For the Almond Crust

1¼ cups almond flour 

¼ cup GF flour (Bobs 1 to 1)

¼ cup granulated sugar

¼ tsp salt

5 tbsp unsalted butter, melted (70 gr)

½ tsp almond extract

Make the Crust

Preheat oven to 350°F (175°C). In a bowl, mix almond flour, all-purpose flour, sugar, and salt. Stir in melted butter and almond extract until a crumbly dough forms.

Press and Bake

Press the dough evenly into the bottom and up the sides of a loose bottomed tart pan. Bake for 10-12 minutes until golden brown. Let cool completely.

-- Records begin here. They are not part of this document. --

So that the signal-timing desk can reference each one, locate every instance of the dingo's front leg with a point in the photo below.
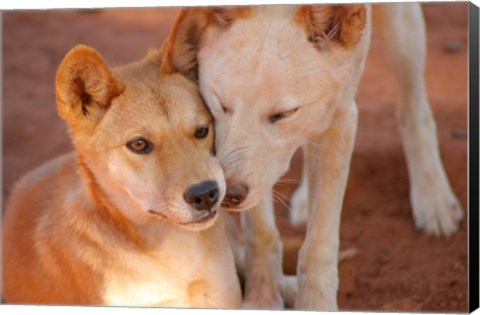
(263, 258)
(328, 162)
(435, 208)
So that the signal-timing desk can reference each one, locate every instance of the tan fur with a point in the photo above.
(80, 229)
(285, 77)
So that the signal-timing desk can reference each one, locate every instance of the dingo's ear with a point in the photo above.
(328, 25)
(179, 51)
(85, 87)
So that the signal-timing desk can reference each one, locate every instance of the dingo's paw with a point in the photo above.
(436, 211)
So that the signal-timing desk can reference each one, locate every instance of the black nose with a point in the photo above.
(236, 194)
(202, 196)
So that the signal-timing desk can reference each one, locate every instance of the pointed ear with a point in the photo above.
(180, 49)
(85, 87)
(329, 25)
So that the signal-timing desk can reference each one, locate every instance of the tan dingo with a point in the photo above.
(277, 78)
(128, 218)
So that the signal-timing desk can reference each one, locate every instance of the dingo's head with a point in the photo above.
(144, 139)
(272, 78)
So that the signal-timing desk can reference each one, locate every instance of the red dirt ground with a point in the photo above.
(396, 267)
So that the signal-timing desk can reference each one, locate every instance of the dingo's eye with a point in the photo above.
(224, 108)
(280, 116)
(201, 132)
(140, 146)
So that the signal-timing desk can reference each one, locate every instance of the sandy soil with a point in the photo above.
(396, 267)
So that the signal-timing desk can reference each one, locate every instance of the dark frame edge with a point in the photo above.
(473, 158)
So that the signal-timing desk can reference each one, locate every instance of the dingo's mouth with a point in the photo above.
(210, 216)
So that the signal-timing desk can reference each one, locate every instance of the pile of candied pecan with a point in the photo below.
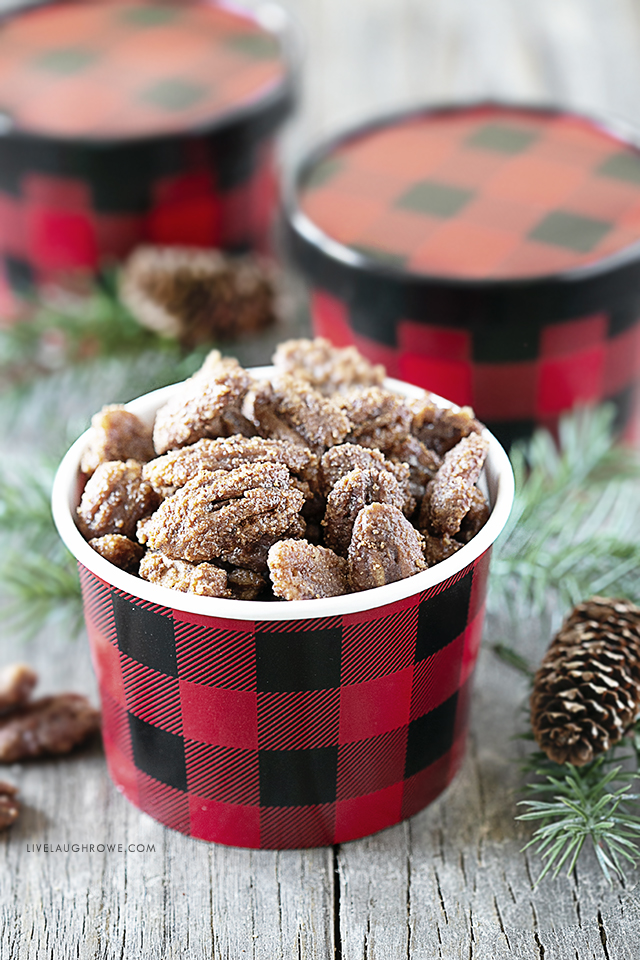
(315, 483)
(33, 728)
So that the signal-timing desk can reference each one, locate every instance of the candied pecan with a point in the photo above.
(119, 550)
(384, 548)
(450, 494)
(202, 578)
(290, 409)
(421, 463)
(253, 556)
(114, 499)
(116, 434)
(207, 405)
(171, 471)
(9, 806)
(221, 514)
(441, 428)
(475, 518)
(327, 368)
(438, 548)
(377, 417)
(349, 495)
(16, 683)
(338, 461)
(245, 584)
(49, 725)
(302, 571)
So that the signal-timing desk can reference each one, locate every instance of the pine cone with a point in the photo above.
(198, 296)
(587, 691)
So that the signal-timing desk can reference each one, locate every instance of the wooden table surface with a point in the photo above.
(451, 882)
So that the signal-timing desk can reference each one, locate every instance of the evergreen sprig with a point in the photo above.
(69, 329)
(579, 804)
(574, 530)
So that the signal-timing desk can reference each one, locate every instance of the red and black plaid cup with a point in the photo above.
(489, 253)
(128, 122)
(284, 724)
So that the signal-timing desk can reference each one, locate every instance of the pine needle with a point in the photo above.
(575, 526)
(576, 805)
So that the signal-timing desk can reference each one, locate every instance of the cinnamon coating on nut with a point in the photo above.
(114, 499)
(302, 571)
(377, 417)
(204, 579)
(384, 548)
(171, 471)
(449, 496)
(422, 464)
(226, 514)
(208, 405)
(327, 368)
(116, 434)
(119, 550)
(475, 518)
(290, 409)
(441, 428)
(338, 461)
(50, 725)
(349, 495)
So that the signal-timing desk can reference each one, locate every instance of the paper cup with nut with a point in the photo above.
(284, 574)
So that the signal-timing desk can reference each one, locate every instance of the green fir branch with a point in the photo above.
(72, 329)
(577, 805)
(574, 530)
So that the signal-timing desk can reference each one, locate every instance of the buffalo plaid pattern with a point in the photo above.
(485, 192)
(66, 209)
(516, 376)
(121, 68)
(283, 734)
(81, 187)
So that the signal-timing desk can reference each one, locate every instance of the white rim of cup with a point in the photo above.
(499, 480)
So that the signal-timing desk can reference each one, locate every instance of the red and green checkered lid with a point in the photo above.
(479, 193)
(129, 68)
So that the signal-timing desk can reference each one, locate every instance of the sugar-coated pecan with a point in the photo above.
(171, 471)
(114, 499)
(475, 518)
(116, 434)
(290, 409)
(302, 571)
(385, 547)
(207, 405)
(438, 548)
(202, 578)
(377, 417)
(50, 725)
(347, 498)
(450, 494)
(220, 514)
(327, 368)
(121, 551)
(441, 428)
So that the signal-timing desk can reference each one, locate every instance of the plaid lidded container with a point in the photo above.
(130, 121)
(490, 253)
(284, 724)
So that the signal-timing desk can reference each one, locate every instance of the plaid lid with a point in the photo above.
(131, 68)
(479, 193)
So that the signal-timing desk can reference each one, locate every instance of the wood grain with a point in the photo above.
(451, 882)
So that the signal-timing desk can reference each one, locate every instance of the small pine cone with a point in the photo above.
(587, 691)
(199, 296)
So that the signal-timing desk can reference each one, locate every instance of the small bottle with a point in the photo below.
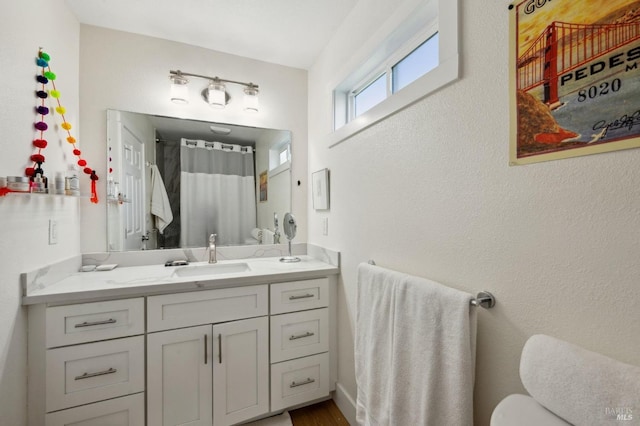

For the Lemon Mascarpone Filling

8 oz mascarpone cheese, room temp 

½ cup lemon curd 

¼ cup powdered sugar 

1 tsp vanilla extract

zest of one lemon 

½ cup heavy cream, whipped to soft peaks


Prepare the Filling

In a mixing bowl, beat mascarpone, lemon curd, powdered sugar, vanilla, and lemon zest until smooth and fluffy.

Fold in Whipped Cream

Gently fold the whipped cream into the lemon-mascarpone mixture until light and airy.

Spoon the filling into the cooled almond crust and smooth the top evenly with a spatula.

Refrigerate 1- 2 hours or until set.